Gratulacje Darth. Zasililes szeregi elitarnego klubu hejterow Analiona,
Tak jak pisalem, w zasadzie od poczatku tego PT darth nie zyczyl mi dobrze i naprawde sie dziwie czemu tu przebywal (aa zapomnialem, mial dar przewidywania i wiedzial, ze do PT przybedzie w koncu Stark i Erni ; p )
ktorego czlonkowie najpierw mieli z nim stycznosc przez dlugi czas, a po wyjsciu z pt wypisuja same glupoty i bajeczki. Z reszta pewnie Cie to juz nie interesuje.

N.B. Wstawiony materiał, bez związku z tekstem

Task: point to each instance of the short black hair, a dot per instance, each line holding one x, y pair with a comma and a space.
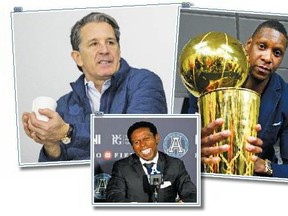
273, 24
141, 124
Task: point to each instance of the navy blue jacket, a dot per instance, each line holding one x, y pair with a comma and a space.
273, 118
132, 91
129, 182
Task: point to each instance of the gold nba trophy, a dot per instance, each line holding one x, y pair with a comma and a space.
213, 66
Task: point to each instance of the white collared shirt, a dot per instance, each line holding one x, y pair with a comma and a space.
155, 159
94, 95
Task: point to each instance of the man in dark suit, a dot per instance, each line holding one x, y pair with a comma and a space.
168, 181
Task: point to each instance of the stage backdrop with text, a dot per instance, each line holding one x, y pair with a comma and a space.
179, 137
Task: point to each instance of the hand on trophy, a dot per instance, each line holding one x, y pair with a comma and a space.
209, 139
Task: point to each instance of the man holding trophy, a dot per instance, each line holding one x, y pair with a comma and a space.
230, 145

QQuentim, a juz zapomniales, jak wraz z calym pt (Slon, Miedziak, Yami, Smakus itd.) cisnales ostro po darthcie (zreszta darth, ma dostep do starego most hated forum i tam sa zarowno twoje i moje posty). Ale rozumiem, teraz puszcza sie to w niepamiec ; p
Analion zniszczyl Ci zycie,
Jak rozumiem aluzja do Gimliego, ale na podstawie tego co piszesz, zapytam cie jeszcze raz, rozumiem, ze w zwiazku z tym co piszesz, to teraz z Viriskenem bylbys niezlym kumplem? Z tym niszczeniem zycia sobie upodobales, a na vencie sam opowiadales co bys zrobil Viriskenowi jakbys go spotkal w realu (i notabene jak smakus znalazl jego adres, to az to rozpatrywales by zlodziejowi zlozyc drobna wizyte, prawda? : > ) No coz, szkoda ze ludziom opinie i swiatopoglad sie tak zmienia
nikt juz nie wezmie Cie do party (dla Analiona to najwyzsza mozliwa kara, jaką mógł wydać). Ale kim ja jestem ze to pisze? przeciez nawet nie wbilem 80, wiec w oczach pana Analiona jestem pchelką.

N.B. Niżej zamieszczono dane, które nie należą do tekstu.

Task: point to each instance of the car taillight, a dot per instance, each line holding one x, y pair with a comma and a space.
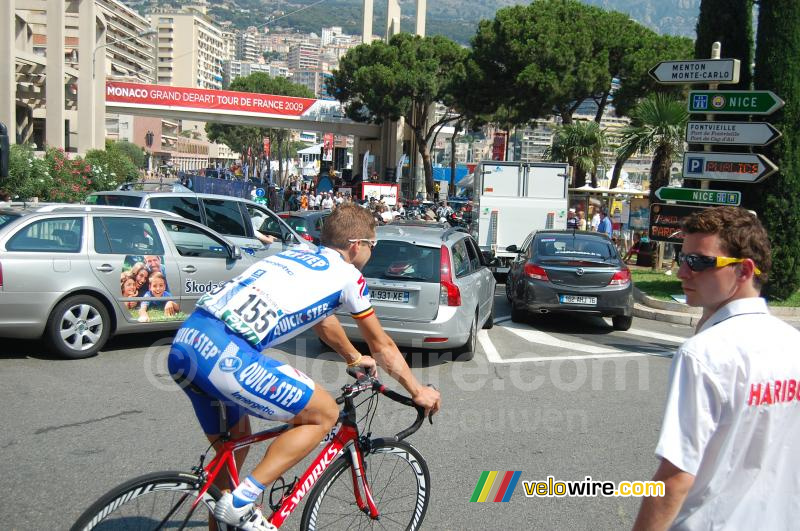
449, 294
534, 271
621, 278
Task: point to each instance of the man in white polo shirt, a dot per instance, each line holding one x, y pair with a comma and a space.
728, 443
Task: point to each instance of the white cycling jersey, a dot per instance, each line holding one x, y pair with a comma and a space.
287, 293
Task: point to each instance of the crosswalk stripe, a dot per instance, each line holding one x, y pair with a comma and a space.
543, 338
488, 347
617, 354
655, 335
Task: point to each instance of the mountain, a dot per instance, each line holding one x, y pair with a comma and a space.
456, 19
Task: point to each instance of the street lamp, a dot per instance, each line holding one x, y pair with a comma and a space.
145, 33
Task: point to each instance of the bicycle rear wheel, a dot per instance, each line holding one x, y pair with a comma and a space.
398, 478
162, 500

Tez lubisz sobie poopowiadac. Ja nawet nie wiem kim ty w koncu grasz u Kaczora, jaki masz lvl i malo mnie to interesuje, pewnie podobnie dziala to w druga strone, czyz nie?
W sumie nie wiem po uj cie tak produkujecie. Na poczatku jak Analion na sile bronil swoich racji, dobrodusznosci i dziewictwa bylo zabawnie, ale ile razu mozna czytac ze jest pvp masterem i ma bardzo zgrane part (co widac po hejterach i rotacjach). Wiekszosc ludzi z franza/lancera dobrze wie jaki jest Analion i to co Darth napisales nie wniesie nic nowego. Reszta ma to gleboko w dupie i nawet tego nie czyta.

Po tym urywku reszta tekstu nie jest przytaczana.